Wednesday, July 15, 2009

May 2009 - In Which Amy Makes A Little Experimental Progress

For the first two week of May, my job was to provide support and resources for one of our collaborating scientists who visited us to do some research in our lab. Yoshiyuki Yamamoto (aka. Yamachan) worked for Bill for seven years as a post-doc before starting his own Evo-Devo lab at University College London. In my opinion, he's the world's best hand at doing lens transplantation in fish embryos. He's also very good at micromanipulation techniques like microinjection, and wrote the protocol we use in the Jeffery Lab as our standard. This year he came to do some injections of shh mRNA into surface fish for Bill with a new microinjection method he's developed, and as a result Masato and I got the opportunity to see him in action first hand.

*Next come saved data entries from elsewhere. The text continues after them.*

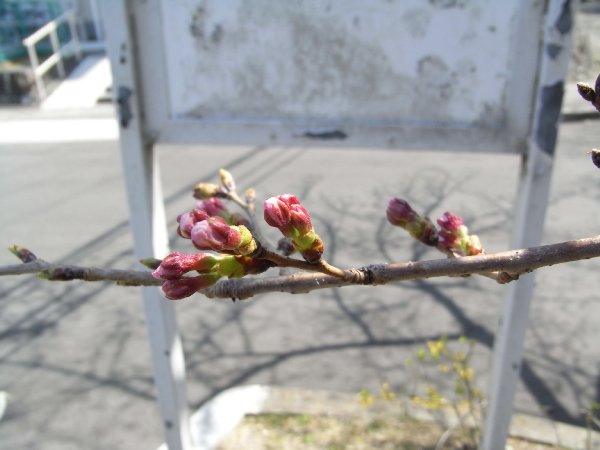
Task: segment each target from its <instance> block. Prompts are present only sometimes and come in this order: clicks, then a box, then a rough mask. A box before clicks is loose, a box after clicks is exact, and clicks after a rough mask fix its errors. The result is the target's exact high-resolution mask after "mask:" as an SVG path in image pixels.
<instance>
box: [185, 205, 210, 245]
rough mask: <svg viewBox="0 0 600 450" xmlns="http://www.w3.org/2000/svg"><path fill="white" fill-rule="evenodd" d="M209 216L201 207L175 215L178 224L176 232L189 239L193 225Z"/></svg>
mask: <svg viewBox="0 0 600 450" xmlns="http://www.w3.org/2000/svg"><path fill="white" fill-rule="evenodd" d="M209 217H210V216H209V215H208V213H207V212H206V211H204V210H202V209H194V210H192V211H189V212H186V213H183V214H180V215H179V216H177V223H178V224H179V226H178V227H177V234H178V235H179V236H181V237H183V238H186V239H189V238H190V236H191V232H192V228H193V227H194V225H196V224H197V223H198V222H202V221H203V220H206V219H208V218H209Z"/></svg>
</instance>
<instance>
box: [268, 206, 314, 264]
mask: <svg viewBox="0 0 600 450" xmlns="http://www.w3.org/2000/svg"><path fill="white" fill-rule="evenodd" d="M264 218H265V221H266V222H267V223H268V224H269V225H271V226H273V227H275V228H278V229H279V231H281V233H282V234H283V235H284V236H285V237H287V238H289V239H290V240H291V242H292V245H293V246H294V248H295V249H296V250H298V251H299V252H300V253H301V254H302V256H303V257H304V259H306V260H307V261H309V262H316V261H318V260H319V259H320V258H321V256H322V254H323V241H322V240H321V239H320V238H319V236H318V235H317V234H316V233H315V231H314V230H313V226H312V223H311V220H310V215H309V214H308V211H306V209H305V208H304V207H303V206H302V205H301V204H300V202H299V201H298V199H297V198H296V196H294V195H291V194H284V195H279V196H277V197H271V198H269V199H268V200H266V201H265V203H264Z"/></svg>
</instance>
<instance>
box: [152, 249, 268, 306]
mask: <svg viewBox="0 0 600 450" xmlns="http://www.w3.org/2000/svg"><path fill="white" fill-rule="evenodd" d="M269 267H270V263H269V261H265V260H257V259H253V258H250V257H248V256H243V255H213V254H210V253H195V254H185V253H178V252H173V253H171V254H169V255H168V256H167V257H166V258H164V259H163V260H162V262H161V263H160V265H159V266H158V268H157V269H156V270H155V271H154V272H152V276H154V277H155V278H159V279H161V280H165V281H164V282H163V284H162V286H161V289H162V291H163V293H164V295H165V297H167V298H168V299H170V300H180V299H182V298H186V297H189V296H190V295H192V294H194V293H196V292H198V291H199V290H202V289H206V288H207V287H210V286H212V285H213V284H215V283H216V282H217V281H218V280H219V279H220V278H222V277H229V278H241V277H243V276H244V275H249V274H255V273H261V272H264V271H265V270H267V269H268V268H269ZM189 272H196V273H197V274H198V275H195V276H185V275H187V274H188V273H189Z"/></svg>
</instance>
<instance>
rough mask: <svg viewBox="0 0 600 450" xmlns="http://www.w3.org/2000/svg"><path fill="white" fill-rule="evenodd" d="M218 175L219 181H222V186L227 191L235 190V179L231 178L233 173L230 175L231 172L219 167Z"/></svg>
mask: <svg viewBox="0 0 600 450" xmlns="http://www.w3.org/2000/svg"><path fill="white" fill-rule="evenodd" d="M219 177H220V178H221V183H223V186H224V187H225V189H226V190H227V191H229V192H231V191H235V180H234V179H233V175H231V173H229V172H228V171H227V170H225V169H219Z"/></svg>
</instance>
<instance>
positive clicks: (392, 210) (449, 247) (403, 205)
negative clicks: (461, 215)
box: [387, 198, 483, 256]
mask: <svg viewBox="0 0 600 450" xmlns="http://www.w3.org/2000/svg"><path fill="white" fill-rule="evenodd" d="M387 218H388V221H389V222H390V223H391V224H392V225H396V226H399V227H402V228H404V229H405V230H406V231H408V232H409V234H410V235H411V236H412V237H414V238H415V239H416V240H418V241H420V242H422V243H424V244H426V245H430V246H434V247H437V248H438V249H439V250H441V251H442V252H444V253H450V254H454V255H459V256H469V255H477V254H479V253H482V252H483V247H482V246H481V242H480V241H479V238H478V237H477V236H476V235H469V230H468V228H467V227H466V226H465V225H464V223H463V220H462V219H461V218H460V217H458V216H455V215H454V214H452V213H450V212H445V213H444V214H442V217H440V218H439V219H438V220H437V224H438V227H439V229H438V228H436V226H435V225H434V224H433V222H432V221H431V220H430V219H429V218H428V217H423V216H421V215H419V214H418V213H417V212H415V210H414V209H412V207H411V206H410V205H409V203H408V202H407V201H406V200H403V199H399V198H394V199H392V200H390V202H389V204H388V208H387Z"/></svg>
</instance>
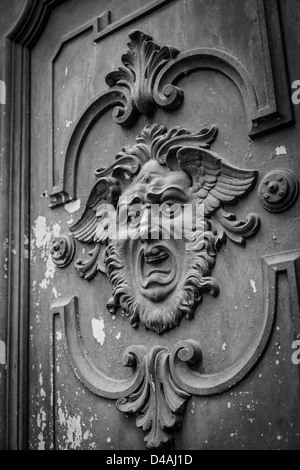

For those of you who don't know, microinjection is a technique wherein you use a very tiny glass needle under a microscope to puncture the membrane of a cell or embryo and inject foreign material into it. It looks much like the video below when you look through the scope:



The only real difference for us is that we are injecting tiny volumes of mRNA right when the embryo first starts dividing so that we can affect genetic expression from the start. This video show cells being injected into a more mature embryo called a blastocyst. The technique itself is fascinating to learn and I will need a lot more practice to gain the dexterity to be really good at it but you can do a lot of neat experiments with it, especially in developmental biology.

The only downside to the two weeks was that since you have to inject the fish right when the cells start dividing, you have to be around when the fish start spawning. And our fish spawn during the night. I'm not a big fan of staying up all night, I never have been. I also had to pull a lot of 14 hour days at work since just because I was learning a new technique didn't mean that I got out of managerial duties the next day. I had to be in by 9am at the latest, even if I was up 'till 2 the night before, for two straight weeks. Boy was I tired and cranky at the end of it all! The third week of May was supposed to be recovery time, but I ended up being too busy prepping for the major water pipe refit the campus went under during the last week of May, and the annual review of our Animal Use protocol was due then too. Oh! And I was trying out a new staining technique on fat cells for Bill to look at before he left to spend the summer at Woods Hole.

Seriously, I need a clone of myself.